On Writing: 10th Anniversary Edition: A Memoir of the Craft, by Stephen King: the book is ½ memoir, and ½ writing tutorial. It’s interesting, funny, and it has much good advice tucked between the pages. I felt just a bit better about my own trials knowing that he had a stake on the wall to pin all his many rejection letters to, and to know that he was a starving English professor before Carrie was optioned in paperback. It was encouraging to hear that even Stephen King, the most prolific of writers, can have a life crisis that would make him stop writing for a while. And better still to know that writers return to their craft, even if it takes a while. His thoughts on scene description, adverbs, and editing have stuck with me. Perhaps my favorite section is the bit of writing he includes before edits, and after edits. It’s fascinating. Because of the structure of the book, it’s easy to get through. Even the instruction part feels like there’s a caring professor coaching you through it.

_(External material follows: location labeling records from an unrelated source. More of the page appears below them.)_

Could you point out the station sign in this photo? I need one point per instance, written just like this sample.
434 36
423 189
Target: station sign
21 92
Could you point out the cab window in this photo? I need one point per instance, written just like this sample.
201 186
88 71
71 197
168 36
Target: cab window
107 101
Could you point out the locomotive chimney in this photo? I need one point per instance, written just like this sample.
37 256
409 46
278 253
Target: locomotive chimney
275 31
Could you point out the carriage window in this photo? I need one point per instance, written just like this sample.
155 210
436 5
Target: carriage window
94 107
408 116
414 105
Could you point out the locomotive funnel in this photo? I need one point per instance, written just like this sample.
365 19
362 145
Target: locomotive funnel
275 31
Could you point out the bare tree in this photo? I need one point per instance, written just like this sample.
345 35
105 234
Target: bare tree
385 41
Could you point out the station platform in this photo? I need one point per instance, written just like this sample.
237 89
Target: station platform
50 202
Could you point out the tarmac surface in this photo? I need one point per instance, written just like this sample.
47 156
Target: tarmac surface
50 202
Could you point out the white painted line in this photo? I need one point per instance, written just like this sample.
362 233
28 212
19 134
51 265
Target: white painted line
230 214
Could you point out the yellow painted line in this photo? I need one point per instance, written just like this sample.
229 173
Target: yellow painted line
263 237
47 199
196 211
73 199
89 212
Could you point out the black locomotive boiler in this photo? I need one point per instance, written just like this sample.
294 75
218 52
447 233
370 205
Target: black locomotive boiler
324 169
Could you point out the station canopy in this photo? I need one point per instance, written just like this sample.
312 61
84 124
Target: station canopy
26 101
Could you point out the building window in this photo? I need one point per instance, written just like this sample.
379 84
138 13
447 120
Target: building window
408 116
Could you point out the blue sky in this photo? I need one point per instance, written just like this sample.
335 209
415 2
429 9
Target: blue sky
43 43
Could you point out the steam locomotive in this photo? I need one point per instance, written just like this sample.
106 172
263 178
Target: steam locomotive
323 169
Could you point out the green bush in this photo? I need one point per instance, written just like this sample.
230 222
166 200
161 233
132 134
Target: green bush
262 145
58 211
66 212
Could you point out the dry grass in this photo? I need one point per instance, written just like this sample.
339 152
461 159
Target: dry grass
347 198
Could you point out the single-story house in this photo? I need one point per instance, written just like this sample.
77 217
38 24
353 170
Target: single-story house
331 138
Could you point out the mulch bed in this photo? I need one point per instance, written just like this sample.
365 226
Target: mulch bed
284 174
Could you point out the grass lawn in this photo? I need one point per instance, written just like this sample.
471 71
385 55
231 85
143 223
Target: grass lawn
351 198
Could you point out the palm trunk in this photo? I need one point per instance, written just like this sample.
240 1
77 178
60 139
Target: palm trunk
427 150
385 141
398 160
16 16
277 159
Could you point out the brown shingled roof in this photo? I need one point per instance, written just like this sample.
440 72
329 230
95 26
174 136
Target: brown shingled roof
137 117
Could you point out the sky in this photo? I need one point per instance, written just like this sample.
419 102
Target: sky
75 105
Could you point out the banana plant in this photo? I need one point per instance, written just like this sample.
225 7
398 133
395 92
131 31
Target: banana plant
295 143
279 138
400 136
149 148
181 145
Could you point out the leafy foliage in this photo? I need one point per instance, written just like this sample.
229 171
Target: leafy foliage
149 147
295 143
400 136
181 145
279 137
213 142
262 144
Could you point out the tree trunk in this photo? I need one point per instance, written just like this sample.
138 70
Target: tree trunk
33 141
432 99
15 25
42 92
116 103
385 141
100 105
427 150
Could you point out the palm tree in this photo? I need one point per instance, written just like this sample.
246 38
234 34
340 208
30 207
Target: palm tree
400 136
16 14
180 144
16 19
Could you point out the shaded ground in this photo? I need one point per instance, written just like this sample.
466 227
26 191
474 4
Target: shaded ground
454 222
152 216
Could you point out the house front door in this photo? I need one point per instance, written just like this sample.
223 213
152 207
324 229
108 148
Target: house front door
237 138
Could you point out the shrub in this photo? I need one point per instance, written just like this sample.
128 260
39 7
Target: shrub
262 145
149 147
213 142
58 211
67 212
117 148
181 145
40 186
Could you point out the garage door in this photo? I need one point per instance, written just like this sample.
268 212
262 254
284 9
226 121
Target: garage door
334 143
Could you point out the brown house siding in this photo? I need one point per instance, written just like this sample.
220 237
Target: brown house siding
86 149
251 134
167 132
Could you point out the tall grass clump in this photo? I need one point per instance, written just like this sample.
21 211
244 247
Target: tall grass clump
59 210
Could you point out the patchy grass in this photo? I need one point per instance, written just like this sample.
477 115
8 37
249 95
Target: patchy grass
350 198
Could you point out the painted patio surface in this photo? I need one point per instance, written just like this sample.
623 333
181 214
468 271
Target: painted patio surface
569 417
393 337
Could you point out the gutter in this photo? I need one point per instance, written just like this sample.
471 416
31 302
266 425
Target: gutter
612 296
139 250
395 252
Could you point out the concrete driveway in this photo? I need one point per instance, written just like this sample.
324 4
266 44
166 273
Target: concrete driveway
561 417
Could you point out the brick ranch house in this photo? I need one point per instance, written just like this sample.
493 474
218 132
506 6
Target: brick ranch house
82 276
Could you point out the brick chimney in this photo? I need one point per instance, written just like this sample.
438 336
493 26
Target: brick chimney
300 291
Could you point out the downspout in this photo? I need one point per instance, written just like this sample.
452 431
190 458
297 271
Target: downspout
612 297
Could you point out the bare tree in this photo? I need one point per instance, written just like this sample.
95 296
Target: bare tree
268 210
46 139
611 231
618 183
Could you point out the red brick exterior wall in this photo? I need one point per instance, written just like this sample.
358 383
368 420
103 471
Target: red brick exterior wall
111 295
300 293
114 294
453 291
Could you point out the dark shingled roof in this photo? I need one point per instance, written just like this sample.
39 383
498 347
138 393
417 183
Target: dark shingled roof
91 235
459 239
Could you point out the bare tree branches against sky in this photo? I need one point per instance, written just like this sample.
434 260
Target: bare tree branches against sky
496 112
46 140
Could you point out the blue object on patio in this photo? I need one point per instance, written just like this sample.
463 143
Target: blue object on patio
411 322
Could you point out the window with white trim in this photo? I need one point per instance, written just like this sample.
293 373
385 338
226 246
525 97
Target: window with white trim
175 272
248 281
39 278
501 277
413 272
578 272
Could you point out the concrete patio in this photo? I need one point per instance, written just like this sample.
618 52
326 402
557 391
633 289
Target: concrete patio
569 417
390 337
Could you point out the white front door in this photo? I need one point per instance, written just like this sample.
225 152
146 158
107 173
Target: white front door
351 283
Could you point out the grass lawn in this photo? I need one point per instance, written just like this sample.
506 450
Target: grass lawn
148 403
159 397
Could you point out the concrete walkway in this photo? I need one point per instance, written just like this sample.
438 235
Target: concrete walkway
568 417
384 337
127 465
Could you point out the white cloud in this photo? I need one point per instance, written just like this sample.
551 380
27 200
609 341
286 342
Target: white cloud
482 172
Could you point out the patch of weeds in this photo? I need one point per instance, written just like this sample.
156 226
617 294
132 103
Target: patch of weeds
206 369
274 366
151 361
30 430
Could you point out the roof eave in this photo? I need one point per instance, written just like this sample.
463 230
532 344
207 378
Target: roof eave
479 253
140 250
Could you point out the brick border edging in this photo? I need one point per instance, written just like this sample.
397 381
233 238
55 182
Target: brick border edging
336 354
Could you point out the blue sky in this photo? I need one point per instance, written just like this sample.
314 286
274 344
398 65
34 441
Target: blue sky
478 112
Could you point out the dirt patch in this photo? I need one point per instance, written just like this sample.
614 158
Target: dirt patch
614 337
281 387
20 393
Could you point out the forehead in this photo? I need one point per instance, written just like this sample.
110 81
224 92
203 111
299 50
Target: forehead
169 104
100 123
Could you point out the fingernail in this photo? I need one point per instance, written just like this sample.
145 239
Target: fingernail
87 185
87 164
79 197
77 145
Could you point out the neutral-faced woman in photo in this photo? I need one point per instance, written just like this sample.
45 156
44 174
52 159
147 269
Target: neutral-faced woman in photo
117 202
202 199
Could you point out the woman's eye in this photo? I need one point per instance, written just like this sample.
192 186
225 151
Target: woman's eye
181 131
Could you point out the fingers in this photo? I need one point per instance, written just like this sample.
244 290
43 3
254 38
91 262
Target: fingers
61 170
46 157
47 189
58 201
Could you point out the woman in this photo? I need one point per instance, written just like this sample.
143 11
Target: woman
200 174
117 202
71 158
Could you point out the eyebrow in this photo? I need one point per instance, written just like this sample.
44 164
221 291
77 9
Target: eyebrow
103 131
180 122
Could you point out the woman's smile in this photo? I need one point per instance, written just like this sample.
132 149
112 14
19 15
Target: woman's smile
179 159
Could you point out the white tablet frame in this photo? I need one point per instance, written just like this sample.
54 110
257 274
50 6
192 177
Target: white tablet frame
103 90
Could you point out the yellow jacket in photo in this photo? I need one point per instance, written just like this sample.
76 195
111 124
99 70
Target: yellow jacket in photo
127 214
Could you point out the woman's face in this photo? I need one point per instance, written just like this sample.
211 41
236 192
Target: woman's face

On Writing Well, 30th Anniversary Edition: The Classic Guide to Writing Nonfiction, by William Zinsser: I heard once that you could teach someone the rules of writing in about 2 weeks if you had the time. It’s the pacing, the punctuation, the finding your voice that takes the longest, the years of writing. This book is that “rules of writing” crash course, and it gives you tips on how to maximize your use of language at the same time. It’s also written well, with clarity, and is easy to get through. It’s not tied to genre or anything, either, so it’s a good all-around guide. Even if you feel like you already know the rules of writing, I guarantee you will learn something by reading this book, or be told stuff you’ve forgotten.
Bird by Bird: Some Instructions on Writing and Life, by Anne Lamott: Another part-memoir, although this one is mostly writing advice. The book is also a writing student cliché, of the worst kind. But hear it out. It’s a cliché for a reason (the reason is, it’s good). I do not know why or how, but for some reason this book was balm for my crazy-writer soul. She outlines all the neuroticism, the certainty that you’re failing, the daily struggle with yourself you have to navigate, and somehow makes it all seem funny. Not just funny, but cathartic. She’s nuts, in every way. But you’re nuts too, and laughing at her feels like you’re laughing at yourself, and suddenly it all seems manageable. Not only that, but it contains a billion good tips for fooling yourself into getting things on paper. And once you’ve learned the rules of writing, that’s your new biggest hurdle: how to get that butt into that chair, and convince your fingers to start typing.
Those are the ones that have stuck with me the longest. Want more? You can’t go wrong with John Gardener’s The Art of Fiction: Notes on Craft for Young Writers or Francine Prose’s Reading Like a Writer: A Guide for People Who Love Books and for Those Who Want to Write Them (P.S.). But I don’t find myself constantly thinking of their content as I write as I do with the above 4.